He won the prestigious Prix de Rome with his The Death of Priam in 1861. Between 1855 and 1898, he exhibited 72 portraits in the Paris Salon. Many of his paintings are single figures of beautiful women. Among the portraits of his considered the best were those of M. L. Reynaud and the Prince Imperial (1874).[3] In 1891, he became a member of the French Académie des Beaux-Arts.

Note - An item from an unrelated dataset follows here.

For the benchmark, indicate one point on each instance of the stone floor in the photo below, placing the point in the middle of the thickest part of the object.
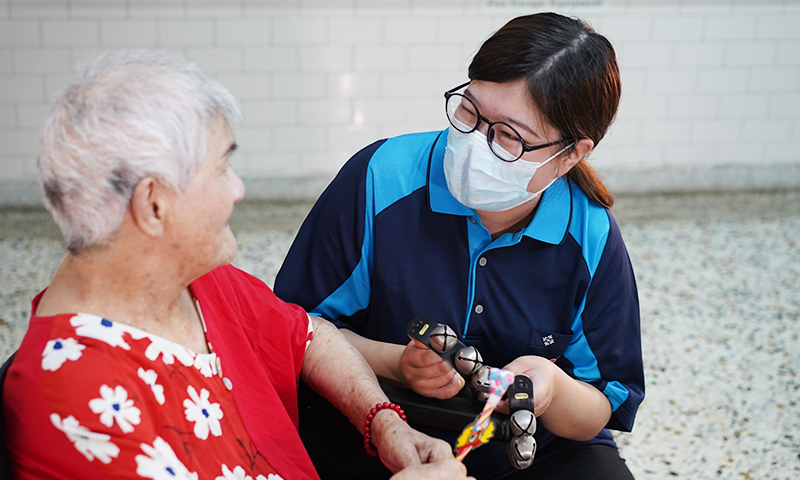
(719, 285)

He was professor at the Académie Julian in Paris.[4] Lefebvre is chiefly important as an excellent and sympathetic teacher who numbered many Americans among his 1500 or more pupils. Among his famous students were Fernand Khnopff, Kenyon Cox,[3] Félix Vallotton, Ernst Friedrich von Liphart,[5] Georges Rochegrosse,[6] the Scottish-born landscape painter William Hart, Walter Lofthouse Dean, and Edmund C. Tarbell, who became an American Impressionist painter.[7] Another pupil was the miniaturist Alice Beckington[8] as was Laura Leroux-Revault, the daughter of his friend Louis Hector Leroux.[9] Jules Benoit-Lévy entered his workshop at the École nationale supérieure des Beaux-Arts.[10]
Lefebvre died in Paris on 24 February 1911 and was buried in the Montmartre Cemetery with a bas-relief depiction of his painting La Vérité on his grave.[1][2]